Not That Kind of Player: full credit to Arseblog for continually ramming home the sheer hypocrisy of this phrase. Yet it’s not just managers who use it – journalists too have used it, particularly over the Shawcross/Ramsey incident when all the evidence suggests that he IS that kind of player.
Late Tackle: buses are late; my granddad is late; John Cleese’s parrot is late; tackles are not late (which implies a misfortune of tardiness) – they are dangerous, uncontrolled, illegal or, if you prefer, plain dirty.
Letting The Opponent Know You’re There: when I call in on my 76-year-old Mum I like to let her know I’m there. I do this by saying ‘hello’, not by executing a two-footed lunge from behind on her lower legs.

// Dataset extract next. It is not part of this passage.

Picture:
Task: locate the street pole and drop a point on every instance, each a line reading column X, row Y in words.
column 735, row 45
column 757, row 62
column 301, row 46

The ‘letting them know you’re there’ phrase is a euphemism for committing a violent foul.
I’m sure there are many more (all suggestions welcome please), but these are football’s version of ‘doublethink’.
If the distinguished writers who cover football for the national press start being more discerning about how they refer to maliciously reckless play, if they start to use the language appropriate for the acts they’re describing, then it will become harder and harder for those who govern football to let things go on as they are.
As the author Joseph Conrad said: “He who wants to persuade should put his trust not in the right argument, but in the right word.”